Labeling of prion protein

Recombinant full-length bovine PrP was produced as described previously [12, 13]. The purified protein was labeled with a FITC-labeling kit (Roche) according to the manufacturer's instructions.

Preparation of fibrils from recombinant prion protein

25 μM of unlabeled bovine prion protein in PBS containing 0.2 % SDS was incubated for 10 min at room temperature, followed by a twentyfold dilution with PBS. For fibril formation, the diluted reaction mixture was incubated for 48 h at room temperature [14].

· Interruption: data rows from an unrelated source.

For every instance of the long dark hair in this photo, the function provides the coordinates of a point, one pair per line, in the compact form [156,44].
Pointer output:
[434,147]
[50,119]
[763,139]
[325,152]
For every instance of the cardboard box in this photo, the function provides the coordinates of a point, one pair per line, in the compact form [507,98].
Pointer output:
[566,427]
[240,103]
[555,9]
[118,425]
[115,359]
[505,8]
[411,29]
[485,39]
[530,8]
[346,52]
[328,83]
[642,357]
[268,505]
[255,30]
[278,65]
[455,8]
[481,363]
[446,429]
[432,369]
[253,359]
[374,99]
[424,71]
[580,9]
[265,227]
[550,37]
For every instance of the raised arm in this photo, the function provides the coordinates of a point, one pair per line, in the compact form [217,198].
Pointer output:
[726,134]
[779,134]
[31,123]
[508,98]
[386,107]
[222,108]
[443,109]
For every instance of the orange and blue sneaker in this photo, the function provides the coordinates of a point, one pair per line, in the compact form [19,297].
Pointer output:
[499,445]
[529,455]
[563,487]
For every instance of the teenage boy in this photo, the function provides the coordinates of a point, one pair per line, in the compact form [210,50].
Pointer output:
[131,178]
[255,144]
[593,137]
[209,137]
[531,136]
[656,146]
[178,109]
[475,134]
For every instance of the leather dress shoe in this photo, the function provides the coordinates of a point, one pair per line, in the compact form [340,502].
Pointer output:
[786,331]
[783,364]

PrP fibril formation in serum or plasma

Recombinant FITC-labeled bovine prion protein was incubated in 150 μl serum or plasma at a concentration of 5 or 10 nM for 5–10 min. at 20°C, shaking at 550 rpm in an Eppendorf thermomixer, followed by an increase of the temperature to 37°C h at constant shaking speed. The incubation was continued for 20 h. Samples were then analyzed by flow cytometry.

Flow cytometry

Analysis of the samples was carried out on a FACSVantage flow cytometer (BD Biosciences) at room temperature, measurement time was 30 sec per sample.